Fikir Kulüpleri Federasyonu ÖTK seçimlerinde ne yapacak?
- Seçimlerin önemsenmesini istiyorsak kendimiz de önem vermeliyiz. FKF ÖTK’ların sadece üniversite olmadığını tüm üniversitelere hissettirecek bir çalışma yürütecektir.
- ÖTK seçimleri sadece üniversitelerde tekil gündemlerine sıkıştığı ölçüde önemsizleşmektedir. Üniversite gündemleri yakıcı olduğu ölçüde çalışmalara yansıtılacak, bunların ülke siyaseti ile bağı güçlü bir biçimde kurulacaktır. Daha da önemlisi, seçilenlerin üniversite dışında neler yaptığı, AKP’ye nasıl hizmet ettiği yoğun bir biçimde propaganda edilecek, ÖTK başkanlarının tarafsızlık yalanı açığa çıkarılacaktır.
- FKF seçimlere yalnızca kendi üyeleri arasından belirlenen adaylarla girmeyecek, bunun yanında her bölümde her sınıfta gençliğin mücadelesini sahiplenen ÖTK adayları çıkmasını sağlayacaktır.
- Gençliği temsil edebilecek ilkeler olan bağımsızlık, kamuculuk ve aydınlanma değerleri tüm üniversitelerde FKF’nin ÖTK adayları için vazgeçilmez ilkeler olacaktır. Bu ilkeleri savunan adaylara oy verme çağrısı yapılacaktır.

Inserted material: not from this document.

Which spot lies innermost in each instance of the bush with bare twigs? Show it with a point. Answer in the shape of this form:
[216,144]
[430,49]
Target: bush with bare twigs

- FKF adayları, seçildikleri takdirde neler yapacaklarını net ve gerçekçi bir biçimde anlatacaktır. Bunların alışılmış uçuk seçim vaatlerine benzemeyeceği açıktır. FKF’liler seçildikleri takdirde tüm üniversitelilerle birlikte mücadeleyi yükseltecek, ÖTK’nın mücadelenin bir aracı olarak işlevlenmesini sağlayacaklardır.
- AKP iktidarının yenilmezliği fikri ortadan kaldırılacak, hükümet ve yandaşlarının seçim yenilgileri üniversitelerden başlayacaktır.